Acórdão nº 263/06.8JFLSB.L1.S1 de Supremo Tribunal de Justiça (Portugal), 02 de Dezembro de 2010

Data02 Dezembro 2010
Órgãohttp://vlex.com/desc1/1997_01,Supreme Court of Justice (Portugal)

S Privacidade: 1 Meio Processual: RECLAMAÇÃO PARA A CONFERÊNCIA Decisão: INDEFERIDA Sumário : I - Sendo a decisão recorrida um acórdão absolutório do Tribunal da Relação, tirado em recurso de decisão da 1ª instância que condenara o arguido em pena de multa, não está abrangida pelos casos de irrecorribilidade configurados no art.º 400.º do CPP07, nem em qualquer outra norma legal, pelo que, à primeira vista, tudo aponta para a aplicação da regra geral definida no art.º 399.º, isto é, para a recorribilidade.

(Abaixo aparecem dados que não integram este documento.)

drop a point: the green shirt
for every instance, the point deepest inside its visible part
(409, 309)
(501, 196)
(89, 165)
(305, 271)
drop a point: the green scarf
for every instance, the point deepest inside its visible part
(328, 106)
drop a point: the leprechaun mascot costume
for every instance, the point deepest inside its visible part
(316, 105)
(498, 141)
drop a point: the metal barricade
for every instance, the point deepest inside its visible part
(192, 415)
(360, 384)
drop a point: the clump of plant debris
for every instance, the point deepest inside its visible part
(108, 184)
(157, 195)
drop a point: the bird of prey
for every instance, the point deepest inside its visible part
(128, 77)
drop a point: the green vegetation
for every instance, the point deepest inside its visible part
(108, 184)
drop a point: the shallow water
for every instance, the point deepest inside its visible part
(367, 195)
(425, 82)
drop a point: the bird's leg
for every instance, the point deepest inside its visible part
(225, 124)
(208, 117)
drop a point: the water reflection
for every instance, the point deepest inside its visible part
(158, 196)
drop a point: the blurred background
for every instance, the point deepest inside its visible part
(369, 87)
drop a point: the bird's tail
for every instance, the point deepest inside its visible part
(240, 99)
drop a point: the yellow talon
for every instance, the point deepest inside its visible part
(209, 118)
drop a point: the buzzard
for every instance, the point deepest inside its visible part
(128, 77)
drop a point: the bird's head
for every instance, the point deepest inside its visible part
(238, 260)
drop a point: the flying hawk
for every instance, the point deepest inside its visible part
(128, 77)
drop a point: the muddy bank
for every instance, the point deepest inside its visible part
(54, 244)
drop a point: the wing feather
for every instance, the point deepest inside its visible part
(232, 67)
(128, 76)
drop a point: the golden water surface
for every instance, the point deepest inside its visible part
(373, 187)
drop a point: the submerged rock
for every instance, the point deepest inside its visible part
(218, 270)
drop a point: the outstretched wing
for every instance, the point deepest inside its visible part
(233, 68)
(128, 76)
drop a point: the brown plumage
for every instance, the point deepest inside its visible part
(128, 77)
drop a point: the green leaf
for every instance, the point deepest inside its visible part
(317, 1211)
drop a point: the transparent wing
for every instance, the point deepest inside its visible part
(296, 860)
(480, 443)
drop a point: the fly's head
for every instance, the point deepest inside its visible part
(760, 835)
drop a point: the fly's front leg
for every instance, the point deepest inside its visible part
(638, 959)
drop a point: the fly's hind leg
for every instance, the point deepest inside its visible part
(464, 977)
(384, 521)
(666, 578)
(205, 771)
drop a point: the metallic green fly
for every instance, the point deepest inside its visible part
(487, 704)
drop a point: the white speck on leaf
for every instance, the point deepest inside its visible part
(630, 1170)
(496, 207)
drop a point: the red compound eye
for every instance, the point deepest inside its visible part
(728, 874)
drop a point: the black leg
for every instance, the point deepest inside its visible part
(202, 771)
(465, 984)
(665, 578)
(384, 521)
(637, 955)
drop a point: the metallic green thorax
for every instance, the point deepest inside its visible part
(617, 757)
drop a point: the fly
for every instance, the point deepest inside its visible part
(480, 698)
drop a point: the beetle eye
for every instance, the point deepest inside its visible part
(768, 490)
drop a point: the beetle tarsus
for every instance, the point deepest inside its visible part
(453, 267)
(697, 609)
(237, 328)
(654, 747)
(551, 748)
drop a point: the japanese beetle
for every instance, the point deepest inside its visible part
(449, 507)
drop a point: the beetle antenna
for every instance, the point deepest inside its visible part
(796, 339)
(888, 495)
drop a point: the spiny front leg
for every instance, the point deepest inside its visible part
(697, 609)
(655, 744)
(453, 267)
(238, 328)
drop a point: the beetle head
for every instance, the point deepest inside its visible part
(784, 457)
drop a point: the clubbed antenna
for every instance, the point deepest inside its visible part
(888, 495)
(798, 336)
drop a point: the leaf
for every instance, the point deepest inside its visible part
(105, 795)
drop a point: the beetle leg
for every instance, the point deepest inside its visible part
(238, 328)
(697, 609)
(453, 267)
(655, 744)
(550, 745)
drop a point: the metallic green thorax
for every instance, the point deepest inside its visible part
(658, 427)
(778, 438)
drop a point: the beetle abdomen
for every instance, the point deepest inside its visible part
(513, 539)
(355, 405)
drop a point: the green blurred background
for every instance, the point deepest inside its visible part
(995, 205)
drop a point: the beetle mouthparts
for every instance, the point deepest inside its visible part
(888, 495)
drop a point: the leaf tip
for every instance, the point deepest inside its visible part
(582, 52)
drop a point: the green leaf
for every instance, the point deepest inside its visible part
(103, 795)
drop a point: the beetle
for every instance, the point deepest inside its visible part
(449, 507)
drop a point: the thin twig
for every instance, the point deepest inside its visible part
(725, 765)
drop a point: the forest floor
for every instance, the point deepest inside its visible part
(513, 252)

II - Parece-nos evidente que não se devem esgrimir argumentos de ordem lógico-sistemática para contrariar essa ideia da recorribilidade, até porque a regra é a da recorribilidade e, portanto, as exclusões devem ser tratadas de forma restritiva quanto aos casos de não recorribilidade.

III - Aos tribunais não cabe discutir o critério legislativo, ou a falta dele, no que respeita às questões que podem ou não chegar ao Supremo Tribunal de Justiça pela via do recurso, umas mais graves que não lhe podem ser colocadas, outras de menor dimensão e que são sujeitas à sua reapreciação. Tal critério, bom ou mau, é definido no âmbito da competência da política legislativa, reservada à Assembleia da República. Para além de que a regra geral é a da recorribilidade. Não é, pois, por esse motivo, de ordem lógico-sistemática, que se pode recusar a recorribilidade da decisão proferida nestes autos pela Relação.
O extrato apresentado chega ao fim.